Under his policy of trading for experience, Allen has made the Rams a much better club. For example, he has acquired veteran Halfback Tom Moore from the Green Bay Packers to jolt the anemic Ram rushing. The Rams suffered from a lack of authoritative linebackers last year, so Allen traded a draft choice for veteran Myron Pottios of Pittsburgh, two second-line players for Philadelphia's Max Baughan, then talked Bill George of the Bears and Jack Pardee of Texas A&M's coaching staff, formerly a Ram linebacker, into returning to action for one more year. Now the Rams, with seven first-rate linebackers, have an embarrassment of talent at a position where they had been woeful.
Allen has thus disposed of all but two of the Rams' first 10 draft selections for next season, and has done so with such skill that he has: 1) bolstered a weak running attack, 2) rebuilt the linebacking corps, 3) added depth to his defense line, 4) strengthened his defensive backfield and 5) engendered a spirit of immediacy that has supplanted the Rams' habitual disposition to wait until next year. Allen's free use of draft choices as trade bait was partly dictated by the fact that the NFL and AFL will have a common draft next January. With 26 teams, instead of 15, making choices, every club's draft will be diluted.

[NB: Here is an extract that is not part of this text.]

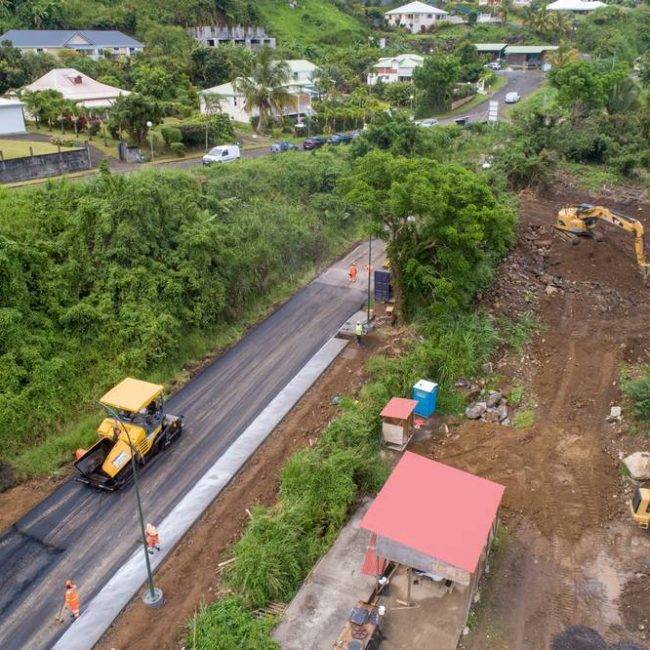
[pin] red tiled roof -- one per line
(440, 511)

In Roman Gabriel and Bill Munson, Allen has two enormously capable quarterbacks. He will probably go with Gabriel, the veteran who led the Rams through a good second half of the 1965 season, although Munson is potentially the better of the two. Even with the addition of Green Bay's Moore, Allen could use more ball carriers, although a lighter Pen Wilson (220 against 240) gives the Rams more mobility and better striking power from the fullback position. The Rams also need another good, fast deep receiver. Bucky Pope is injured and Tommy McDonald, as agile and accomplished as he is, cannot carry the load alone. The offensive line is sound and capable, if not up to the Green Bay standard. Allen suffered a serious loss at tight end when Marlin McKeever, one of the best in the league, was injured in a freak automobile accident. He lost the ring finger of his right hand. The forefinger was damaged as well, and McKeever is out for half of the season, possibly longer.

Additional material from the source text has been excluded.